There are several ways to call the PII detection API. Here, you use the azure_ai extension to process PII from the text in SQL queries.

Prerequisites

You need an Azure Database for PostgreSQL flexible server, with the azure_ai extension enabled and configured. You also need to authorize it with Azure Cognitive Services by setting a Language resource's key and endpoint.

Scenarios

Use PII detection for several applications, including:

  • Sensitivity labels: Categorize documents or emails by sensitivity according to the types of PII. Text containing phone numbers might be marked confidential, whereas credit card or bank account numbers would be labeled highly secret.
  • Redaction for support and operations: Many operational tasks, such as incident triage or support routing, don't require personal information.
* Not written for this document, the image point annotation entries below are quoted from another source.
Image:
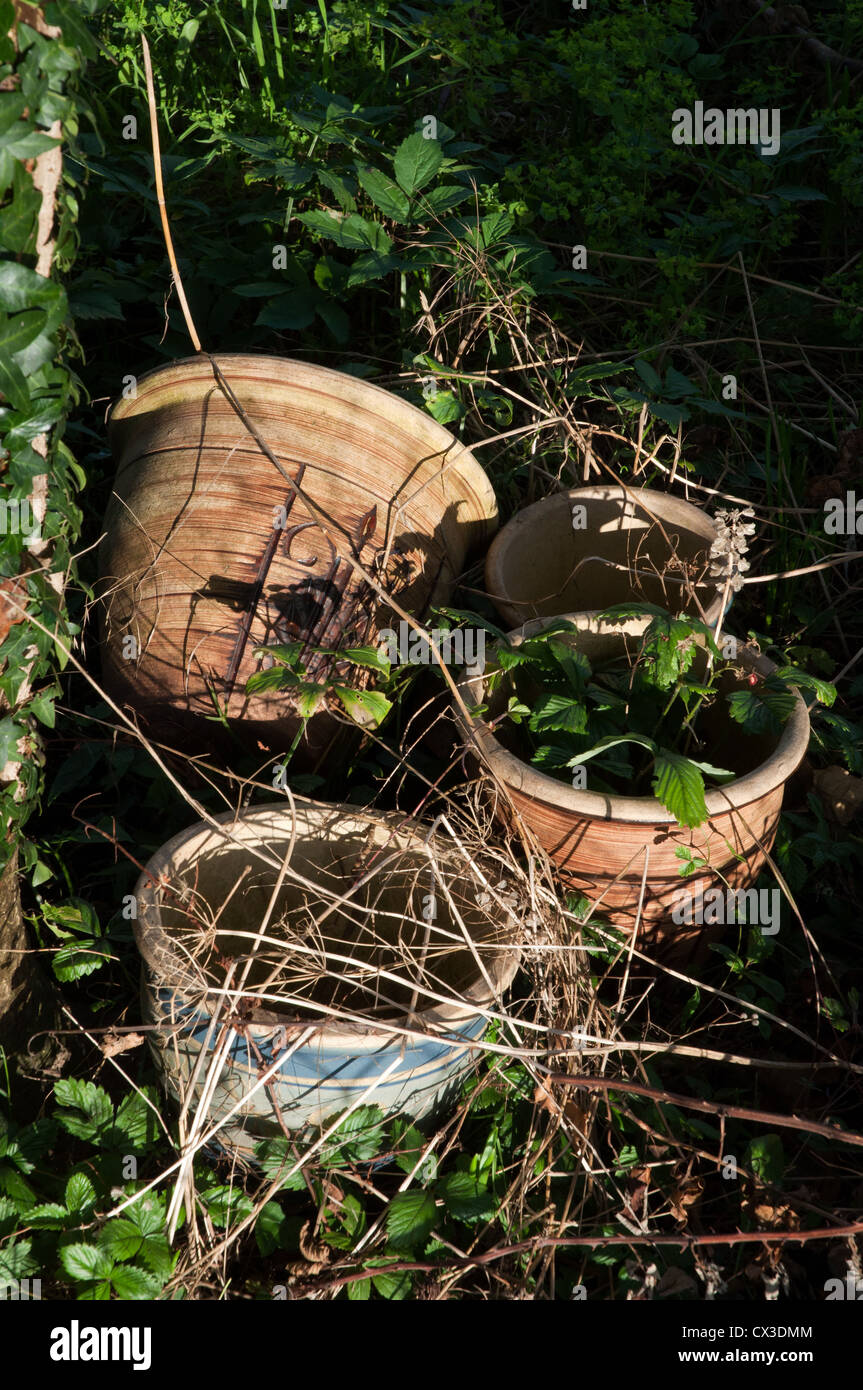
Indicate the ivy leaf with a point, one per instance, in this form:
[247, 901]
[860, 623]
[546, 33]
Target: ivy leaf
[680, 787]
[134, 1285]
[410, 1218]
[13, 385]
Companies can use PII redaction to filter customer information that is unnecessary to an employee's task.
  • Reduce personal information to reduce unconscious bias: A company could remove names, addresses, and other information to help mitigate unconscious gender or other biases.

Detecting PII in SQL with Azure Cognitive Services

The Azure Database for PostgreSQL flexible server azure_ai extension provides user-defined functions (UDFs) to access AI capabilities from within SQL directly. The PII detection API is accessed with the azure_cognitive.recognize_pii_entities function provided by azure_ai:

azure_cognitive.recognize_pii_entities(
 text text,
 language text,
 timeout_ms integer DEFAULT 3600000,
 throw_on_error boolean DEFAULT true,
 domain text DEFAULT 'none'::text,
 disable_service_logs boolean DEFAULT false
)

The required parameters are text, the input, and language, the language in which the text is written. For example, en-us is US English, and fr is French. See language support for the complete list of available languages.

By default, entity recognition is stopped if it doesn't finish in 3,600,000 ms = 1 hour. You can customize this delay by changing timeout_ms.

If an error occurs, the default behavior is to throw an exception, resulting in a transaction rollback. You can disable this behavior by setting throw_on_error to false.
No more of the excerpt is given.